Pierre Notte le fantaisiste

/Mais qui est donc ce gentil garnement, cet auteur de piécettes qui n’a pas froid aux yeux, s’exhibant même une poêle à frire à la main ou les deux mains posés sur un pianino, le visage impassible, mi sérieux, mi comique, jongleur des mots les plus suaves de la langue française ?

Oui, c’est bien lui, Pierre Notte le polisson, au nom si musical, qui depuis une quinzaine d’années ne cesse de croiser son esprit avec les méandres des mots, traduisant l’intraduisible, se voulant léger comme une plume et ardent comme un enfant. Après Moi aussi je suis Catherine Deneuve (2005), Deux petites dames vers le Nord (2008) ou Les Couteaux dans le dos (2009), le voici qui récidive avec une pièce cabaret digne de la plus métaphorique comédie, La Chair des tristes culs. Endiablés sont les deux actrices et l’acteur serviles qui servent la syntaxe rusée de Pierre Notte.
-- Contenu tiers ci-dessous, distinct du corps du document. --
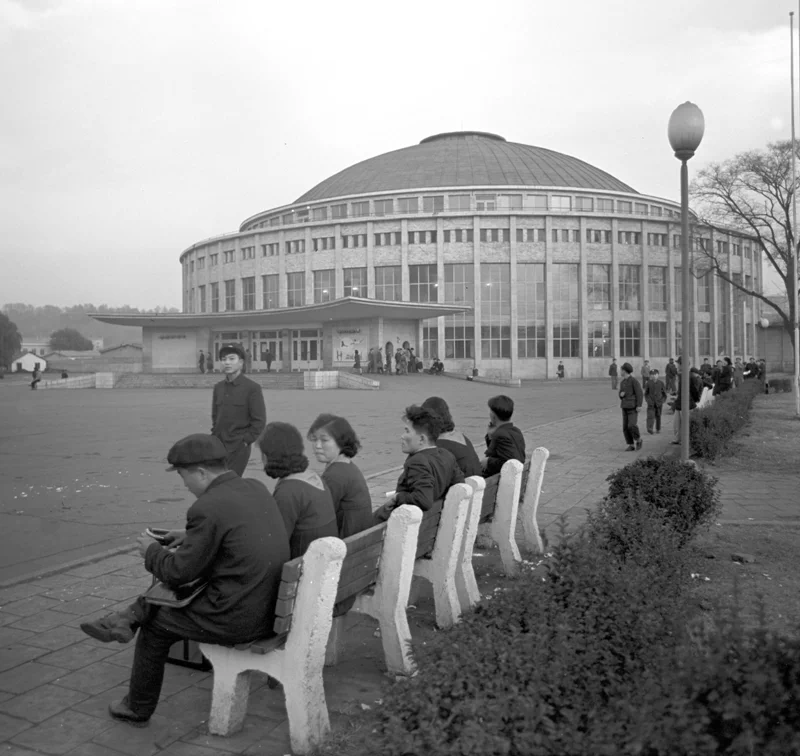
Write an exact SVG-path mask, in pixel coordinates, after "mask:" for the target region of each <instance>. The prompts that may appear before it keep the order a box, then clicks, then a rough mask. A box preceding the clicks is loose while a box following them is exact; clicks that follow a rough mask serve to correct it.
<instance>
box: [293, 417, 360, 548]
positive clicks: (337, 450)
mask: <svg viewBox="0 0 800 756" xmlns="http://www.w3.org/2000/svg"><path fill="white" fill-rule="evenodd" d="M308 440H309V441H310V442H311V445H312V447H313V448H314V456H315V457H316V458H317V462H324V463H325V470H324V471H323V473H322V480H323V481H324V482H325V485H327V486H328V489H329V490H330V492H331V496H332V497H333V508H334V509H335V510H336V526H337V528H338V530H339V538H347V537H348V536H351V535H355V534H356V533H360V532H361V531H362V530H366V529H367V528H371V527H372V525H373V522H372V498H371V497H370V495H369V487H368V486H367V481H366V480H364V475H363V473H362V472H361V470H359V469H358V467H356V465H355V463H354V462H353V457H355V456H356V454H358V450H359V449H360V448H361V442H360V441H359V440H358V436H356V432H355V431H354V430H353V427H352V426H351V425H350V423H349V422H347V420H345V419H344V418H343V417H339V416H337V415H328V414H323V415H319V416H318V417H317V419H316V420H315V421H314V422H313V423H312V424H311V427H310V428H309V429H308Z"/></svg>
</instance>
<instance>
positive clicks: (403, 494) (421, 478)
mask: <svg viewBox="0 0 800 756" xmlns="http://www.w3.org/2000/svg"><path fill="white" fill-rule="evenodd" d="M403 421H404V423H405V424H404V426H403V433H402V435H401V436H400V442H401V446H400V448H401V449H402V451H404V452H405V453H406V454H407V455H408V456H407V457H406V461H405V464H404V465H403V472H402V473H401V475H400V479H399V480H398V481H397V490H396V491H394V492H393V493H392V495H391V496H390V497H389V501H387V502H386V504H384V505H383V506H382V507H380V508H379V509H377V510H376V511H375V514H374V517H375V522H385V521H386V520H388V519H389V515H390V514H391V513H392V510H394V509H396V508H397V507H399V506H400V505H401V504H413V505H414V506H417V507H419V508H420V509H421V510H422V511H423V512H427V511H428V510H429V509H431V508H432V507H433V503H434V502H435V501H439V500H441V499H443V498H444V496H445V494H446V493H447V491H448V489H449V488H450V486H453V485H455V484H456V483H463V482H464V473H462V472H461V468H460V467H459V466H458V463H457V462H456V458H455V457H454V456H453V455H452V453H451V452H449V451H447V449H440V448H439V447H438V446H436V439H437V438H439V433H441V429H442V419H441V418H440V417H439V415H437V414H436V413H435V412H433V411H432V410H429V409H427V408H425V407H418V406H416V405H411V406H410V407H406V414H405V416H404V417H403Z"/></svg>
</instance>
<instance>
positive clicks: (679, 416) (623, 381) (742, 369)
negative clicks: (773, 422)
mask: <svg viewBox="0 0 800 756" xmlns="http://www.w3.org/2000/svg"><path fill="white" fill-rule="evenodd" d="M680 366H681V358H680V357H678V358H677V360H676V359H674V358H672V357H670V358H669V362H668V363H667V365H666V367H665V370H664V374H665V378H666V383H665V382H664V381H662V380H661V378H660V374H659V371H658V370H657V369H656V368H652V367H651V366H650V361H649V360H645V361H644V362H643V363H642V367H641V370H640V375H641V384H640V383H639V381H638V380H637V379H636V378H635V377H634V375H633V373H634V370H633V366H632V365H631V364H630V363H629V362H626V363H624V364H623V365H622V367H621V373H622V381H621V382H620V383H619V388H617V384H618V382H619V374H620V369H618V368H617V360H616V359H612V360H611V365H610V366H609V368H608V375H609V376H610V377H611V388H612V389H613V390H614V391H619V398H620V407H621V409H622V433H623V436H624V437H625V441H626V443H627V444H628V446H627V449H626V450H627V451H638V450H639V449H641V448H642V438H641V434H640V432H639V427H638V413H639V410H640V409H641V407H642V405H643V404H644V403H646V404H647V432H648V433H650V434H652V433H660V432H661V414H662V409H663V407H664V404H668V405H669V406H670V407H672V408H673V409H674V411H675V420H674V422H673V433H674V437H673V440H672V442H671V443H673V444H676V445H679V444H680V430H681V421H682V418H681V407H682V406H683V405H682V400H683V395H682V391H681V380H680ZM749 379H759V380H761V381H763V382H764V386H765V391H766V392H767V393H769V384H768V383H767V381H766V362H765V361H764V360H763V359H762V360H758V361H756V360H755V359H754V358H752V357H751V358H750V360H749V362H747V364H743V363H742V359H741V358H740V357H737V358H736V360H735V362H734V361H732V360H731V358H730V357H724V358H721V359H719V360H717V361H716V364H715V365H711V362H710V360H709V358H708V357H706V358H705V359H704V360H703V364H702V365H701V366H700V368H696V367H692V368H691V369H690V371H689V392H690V393H689V409H690V410H691V409H695V408H696V407H697V406H698V404H700V400H701V398H702V396H703V391H704V389H706V388H707V389H709V390H710V391H711V394H712V396H718V395H719V394H722V393H725V392H726V391H729V390H730V389H732V388H734V387H736V386H739V385H741V383H742V382H743V381H745V380H749ZM670 397H673V398H672V400H670Z"/></svg>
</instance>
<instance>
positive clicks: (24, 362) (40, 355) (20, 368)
mask: <svg viewBox="0 0 800 756" xmlns="http://www.w3.org/2000/svg"><path fill="white" fill-rule="evenodd" d="M37 367H38V368H39V370H41V371H45V370H47V360H46V359H45V358H44V357H42V356H41V355H38V354H34V353H33V352H23V353H22V354H19V355H17V356H16V357H15V358H14V359H13V360H12V361H11V372H12V373H32V372H33V371H34V370H35V369H36V368H37Z"/></svg>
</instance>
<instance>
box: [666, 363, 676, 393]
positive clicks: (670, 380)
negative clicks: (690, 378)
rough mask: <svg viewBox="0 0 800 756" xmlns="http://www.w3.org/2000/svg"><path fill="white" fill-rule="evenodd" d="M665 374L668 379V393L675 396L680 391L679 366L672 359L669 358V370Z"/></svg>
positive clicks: (667, 368) (667, 378)
mask: <svg viewBox="0 0 800 756" xmlns="http://www.w3.org/2000/svg"><path fill="white" fill-rule="evenodd" d="M664 372H665V374H666V377H667V393H668V394H674V393H675V392H676V391H677V390H678V366H677V365H676V364H675V360H674V359H673V358H672V357H670V358H669V362H668V363H667V369H666V370H665V371H664Z"/></svg>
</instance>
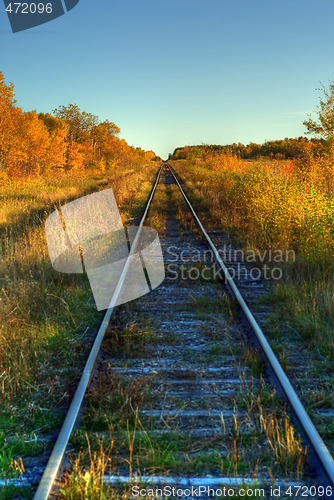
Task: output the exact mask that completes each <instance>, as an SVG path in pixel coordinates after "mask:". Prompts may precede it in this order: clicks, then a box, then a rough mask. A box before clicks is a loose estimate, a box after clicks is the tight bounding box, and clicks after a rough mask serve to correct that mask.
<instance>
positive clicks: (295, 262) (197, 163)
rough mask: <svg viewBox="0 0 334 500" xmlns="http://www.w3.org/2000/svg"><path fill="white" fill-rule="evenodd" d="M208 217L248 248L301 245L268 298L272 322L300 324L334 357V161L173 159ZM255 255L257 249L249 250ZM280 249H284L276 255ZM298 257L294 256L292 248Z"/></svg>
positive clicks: (224, 154)
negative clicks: (272, 310) (333, 179)
mask: <svg viewBox="0 0 334 500" xmlns="http://www.w3.org/2000/svg"><path fill="white" fill-rule="evenodd" d="M172 164H173V166H174V168H175V170H176V172H177V173H178V174H179V175H180V176H181V178H182V179H183V180H184V181H185V189H186V192H187V193H189V196H190V198H191V199H192V200H193V201H194V202H196V203H197V205H198V207H199V210H200V212H201V215H202V218H204V220H206V221H207V223H209V224H212V223H214V224H219V225H221V226H222V227H223V228H224V229H226V230H227V231H228V232H230V233H231V234H232V235H234V237H235V238H236V239H237V240H238V242H239V243H241V244H242V245H243V247H244V249H245V250H246V251H247V250H248V251H249V250H250V249H251V250H255V251H259V252H260V253H261V254H262V255H263V252H264V251H267V255H269V254H268V251H269V249H271V250H272V252H273V254H274V251H275V250H280V251H286V250H291V249H292V250H294V251H295V255H296V257H295V259H290V260H289V262H271V263H269V262H268V265H271V266H272V267H280V268H281V269H282V271H283V278H282V279H280V280H277V281H273V287H272V293H271V296H270V297H268V300H269V302H270V303H271V304H273V305H274V309H273V313H272V319H273V321H272V325H271V326H272V328H276V329H282V327H283V328H286V327H287V325H288V327H289V328H293V329H294V330H295V332H297V333H298V334H299V335H300V336H302V337H303V338H304V339H305V343H306V344H308V345H310V346H311V348H312V349H317V350H318V352H319V358H320V359H324V358H325V359H326V360H327V361H328V362H329V363H330V362H331V360H332V359H333V355H334V336H333V320H334V307H333V296H334V270H333V257H334V214H333V208H334V196H333V195H334V181H333V176H332V172H333V165H332V162H331V161H330V160H327V161H326V160H324V159H311V160H302V159H298V160H296V161H295V163H293V162H292V161H288V160H286V161H275V160H269V159H268V160H266V159H261V160H252V161H247V160H241V159H238V158H237V157H236V156H233V155H231V154H222V155H217V156H211V157H209V158H207V159H205V160H200V159H196V160H193V161H186V160H179V161H175V162H172ZM247 255H250V253H248V254H247ZM276 255H279V254H278V253H276ZM290 255H291V254H290Z"/></svg>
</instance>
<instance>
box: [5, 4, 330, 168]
mask: <svg viewBox="0 0 334 500" xmlns="http://www.w3.org/2000/svg"><path fill="white" fill-rule="evenodd" d="M0 2H1V3H0V71H2V72H3V73H4V75H5V78H6V81H7V82H9V81H12V82H13V83H14V85H15V92H16V97H17V100H18V105H20V106H21V107H23V109H24V110H26V111H28V110H32V109H37V110H38V111H43V112H47V111H51V110H53V109H54V108H55V107H57V106H59V105H61V104H64V105H66V104H68V103H76V104H78V106H80V108H81V109H83V110H85V111H88V112H91V113H94V114H96V115H98V116H99V117H100V118H101V119H109V120H111V121H114V122H115V123H116V124H117V125H118V126H119V127H120V128H121V130H122V137H124V138H125V139H126V140H127V142H128V143H129V144H132V145H134V146H140V147H142V148H144V149H153V150H154V151H155V152H156V153H157V154H159V155H160V156H162V157H163V158H166V157H167V154H168V153H169V152H172V151H173V150H174V148H175V147H177V146H183V145H187V144H201V143H209V144H228V143H232V142H239V141H240V142H243V143H248V142H250V141H253V142H264V141H265V140H269V139H280V138H284V137H298V136H299V135H303V134H304V132H305V127H304V126H303V125H302V121H303V119H304V118H306V113H309V112H312V111H313V110H314V109H315V107H316V106H317V104H318V101H319V96H320V93H319V92H317V91H316V88H318V87H319V86H320V85H319V82H322V83H324V84H326V83H328V80H329V79H333V78H334V65H333V61H334V30H333V19H334V2H333V0H318V1H317V2H315V1H314V0H228V1H227V0H80V3H79V4H78V5H77V6H76V7H75V8H74V9H73V10H72V11H70V12H68V13H67V14H66V15H64V16H62V17H60V18H58V19H56V20H54V21H52V22H50V23H48V24H45V25H43V26H41V27H38V28H34V29H31V30H28V31H25V32H21V33H16V34H12V33H11V30H10V25H9V21H8V19H7V15H6V12H5V8H4V4H3V1H2V0H0Z"/></svg>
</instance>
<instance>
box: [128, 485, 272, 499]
mask: <svg viewBox="0 0 334 500" xmlns="http://www.w3.org/2000/svg"><path fill="white" fill-rule="evenodd" d="M236 494H237V495H239V497H245V498H264V497H265V490H264V489H263V488H251V489H249V488H247V487H245V488H238V489H236V488H232V487H226V486H222V487H221V488H212V487H210V486H206V485H203V486H189V487H186V488H178V487H175V486H170V485H166V486H163V487H162V488H153V487H151V488H150V487H145V488H141V487H139V486H133V487H132V497H135V498H147V497H150V498H180V497H182V498H184V497H191V498H196V497H201V496H202V495H206V496H207V497H212V498H219V497H222V498H228V497H229V498H231V497H235V495H236Z"/></svg>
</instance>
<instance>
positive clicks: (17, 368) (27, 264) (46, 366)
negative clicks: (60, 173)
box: [0, 163, 158, 498]
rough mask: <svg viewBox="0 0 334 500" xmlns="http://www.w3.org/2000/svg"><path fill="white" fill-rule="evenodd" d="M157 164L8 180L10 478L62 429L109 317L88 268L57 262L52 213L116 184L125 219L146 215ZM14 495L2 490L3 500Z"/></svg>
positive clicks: (1, 426) (4, 329)
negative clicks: (97, 170) (61, 272)
mask: <svg viewBox="0 0 334 500" xmlns="http://www.w3.org/2000/svg"><path fill="white" fill-rule="evenodd" d="M157 168H158V164H155V163H151V164H149V165H147V166H142V167H138V166H137V167H135V168H132V167H122V168H121V167H119V168H115V169H113V170H112V171H109V172H108V171H106V172H103V173H101V172H98V171H86V172H80V173H67V174H65V173H62V174H59V175H58V174H57V176H51V175H50V176H47V177H35V178H31V179H21V180H9V179H7V180H4V182H3V183H2V186H1V188H0V195H1V207H0V231H1V260H0V279H1V287H0V290H1V291H0V324H1V327H0V403H1V404H0V479H1V480H6V479H9V478H11V477H15V476H17V475H19V474H20V473H21V472H22V471H23V470H24V466H25V456H29V457H31V456H42V455H43V453H44V452H45V450H46V449H47V447H48V441H47V440H46V442H43V441H40V440H39V438H41V437H43V436H44V437H50V436H51V435H52V434H53V433H54V432H57V430H58V429H59V427H60V425H61V422H62V420H63V418H64V411H65V409H66V407H67V405H68V402H69V399H70V396H71V391H72V390H74V388H75V385H76V382H77V380H78V377H79V375H80V370H81V369H82V367H83V363H84V361H85V359H86V357H87V353H88V350H89V345H90V344H91V342H92V338H93V336H94V328H96V327H97V325H98V323H99V320H100V319H101V317H102V313H97V311H96V308H95V304H94V300H93V296H92V293H91V291H90V286H89V283H88V279H87V277H86V276H85V275H68V274H61V273H58V272H56V271H54V270H53V269H52V267H51V263H50V260H49V256H48V250H47V245H46V237H45V229H44V222H45V219H46V218H47V216H48V215H49V214H50V213H51V212H52V211H53V210H54V209H55V207H57V206H60V205H63V204H64V203H66V202H68V201H71V200H73V199H76V198H78V197H80V196H83V195H85V194H88V193H90V192H95V191H98V190H101V189H106V188H108V187H112V188H113V190H114V193H115V197H116V200H117V203H118V206H119V208H120V211H121V215H122V219H123V221H124V222H126V221H127V220H128V219H129V218H130V217H137V216H138V215H140V213H141V210H142V207H143V204H144V201H145V200H146V199H147V196H148V193H149V191H150V189H151V185H152V182H153V179H154V176H155V174H156V171H157ZM21 458H22V460H21ZM26 465H27V464H26ZM28 465H29V464H28ZM11 494H12V493H10V490H9V489H8V488H4V489H2V490H1V488H0V498H11Z"/></svg>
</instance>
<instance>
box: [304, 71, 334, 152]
mask: <svg viewBox="0 0 334 500" xmlns="http://www.w3.org/2000/svg"><path fill="white" fill-rule="evenodd" d="M320 90H322V92H323V94H324V95H323V97H322V98H320V104H319V106H317V110H316V111H315V113H317V115H318V119H317V120H313V119H312V118H311V115H308V116H309V119H308V120H305V121H303V125H305V127H306V128H307V133H308V134H313V135H315V136H316V137H318V138H319V139H324V140H325V141H326V142H327V143H329V144H330V145H333V143H334V80H330V81H329V86H328V88H327V87H325V86H324V85H322V88H321V89H320Z"/></svg>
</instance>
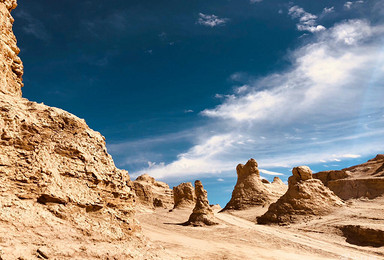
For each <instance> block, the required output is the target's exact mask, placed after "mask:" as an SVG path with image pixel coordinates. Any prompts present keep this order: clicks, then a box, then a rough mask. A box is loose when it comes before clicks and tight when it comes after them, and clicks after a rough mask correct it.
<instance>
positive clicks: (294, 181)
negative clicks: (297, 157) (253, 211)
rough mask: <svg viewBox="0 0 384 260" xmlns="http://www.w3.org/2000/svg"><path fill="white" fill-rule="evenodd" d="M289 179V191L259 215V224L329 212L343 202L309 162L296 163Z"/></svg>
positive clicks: (288, 181) (283, 223) (291, 221)
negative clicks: (306, 163)
mask: <svg viewBox="0 0 384 260" xmlns="http://www.w3.org/2000/svg"><path fill="white" fill-rule="evenodd" d="M292 173H293V175H292V176H291V177H289V179H288V183H289V186H288V190H287V192H286V193H285V194H284V195H283V196H282V197H281V198H280V199H278V200H277V202H275V203H273V204H271V205H270V206H269V209H268V211H267V212H266V213H265V214H264V215H262V216H261V217H258V218H257V222H258V223H259V224H269V223H277V224H288V223H292V222H296V221H298V220H303V219H305V218H311V217H313V216H322V215H326V214H329V213H330V212H331V211H332V210H334V209H335V208H336V207H339V206H342V205H343V202H342V201H341V199H340V198H339V197H337V196H336V195H335V194H334V193H333V192H332V191H331V190H329V189H328V188H327V187H325V186H324V184H323V183H322V182H321V181H320V180H316V179H312V176H311V174H310V173H311V170H310V169H309V168H308V167H306V166H300V167H296V168H294V169H293V170H292Z"/></svg>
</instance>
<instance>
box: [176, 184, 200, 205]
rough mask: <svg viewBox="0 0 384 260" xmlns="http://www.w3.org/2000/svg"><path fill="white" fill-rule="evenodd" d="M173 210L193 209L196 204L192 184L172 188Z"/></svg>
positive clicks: (194, 192)
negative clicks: (178, 209)
mask: <svg viewBox="0 0 384 260" xmlns="http://www.w3.org/2000/svg"><path fill="white" fill-rule="evenodd" d="M173 200H174V208H175V209H176V208H189V207H194V205H195V202H196V195H195V189H194V188H193V185H192V183H190V182H185V183H181V184H179V185H178V186H176V187H173Z"/></svg>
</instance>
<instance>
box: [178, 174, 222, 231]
mask: <svg viewBox="0 0 384 260" xmlns="http://www.w3.org/2000/svg"><path fill="white" fill-rule="evenodd" d="M195 194H196V205H195V208H194V209H193V212H192V214H191V215H190V216H189V219H188V221H187V222H186V223H185V224H186V225H191V226H212V225H217V224H218V221H217V219H216V218H215V216H214V214H213V210H212V208H211V206H210V205H209V201H208V196H207V191H206V190H205V189H204V187H203V184H202V183H201V181H199V180H197V181H195Z"/></svg>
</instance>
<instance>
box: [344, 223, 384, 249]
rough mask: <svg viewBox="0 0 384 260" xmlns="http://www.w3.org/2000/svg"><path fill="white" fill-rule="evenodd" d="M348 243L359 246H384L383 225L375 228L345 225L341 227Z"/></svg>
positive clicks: (380, 225) (379, 246)
mask: <svg viewBox="0 0 384 260" xmlns="http://www.w3.org/2000/svg"><path fill="white" fill-rule="evenodd" d="M339 228H340V230H341V231H342V232H343V235H344V236H345V237H346V238H347V242H348V243H351V244H355V245H358V246H374V247H381V246H384V229H383V227H382V225H380V226H377V227H376V228H373V227H372V225H371V226H370V227H365V226H361V225H344V226H340V227H339Z"/></svg>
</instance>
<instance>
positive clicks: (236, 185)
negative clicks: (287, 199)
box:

Tout commence sur une plage. Un transat accueille une jeune donzelle qui n’a pas froid aux yeux et répète sans cesse : « J’ai chaud ». Un jeune gringalet s’avance, incrédule et naïf dans ce qui soudain apparaît comme un appartement, conduit par une vieille fille quelque peu maniaque et obsessionnelle, douée pour la préparation de crêpes. On sent l’approche d’un suicide. Tout se complique et tout s’affine, le garçon entre les deux filles, la mort comme hantise et l’amour comme regret. Entre deux chansonnettes, les acteurs croisent leur petit jeu coquin.
Brice Hillairet avec sa voix feutrée et sensuelle, rappelant le Victor du film de François Ozon, nous intrigue dans sa masculinité meurtrie. La métaphore file encore et l’on entend la blonde parler de « murs aussi étroits que l’anus d’un scout »… et plus loin le locataire se déculotte pour se scalper un morceau de fesse, puis un autre, pour le festin final….

Comédie loufoque ou drame irrationnel ? Jean-Michel Ribes, le patron du Théâtre du Rond-point a bien raison de parler, dans sa préface à l’édition de La Chair des tristes culs, de ce « désir d’humanité dont le charme tendre et anthropophage » opère sur les spectateurs. Car la partition de ce joli répertoire déroute autant qu’elle séduit.

Pratique :


Sortir de sa mère et La Chair des tristes culs
Jusqu’au 9 février à 21h.
Théâtre du Rond-Point
75008 Paris.
www.theatredurondpoint.fr

La Chair des tristes culs,  Un goût d’humanité. Conte à chansons.
Préface de Jean-Michel Ribes. Éditions L’Avant-scène théâtre, 10 €.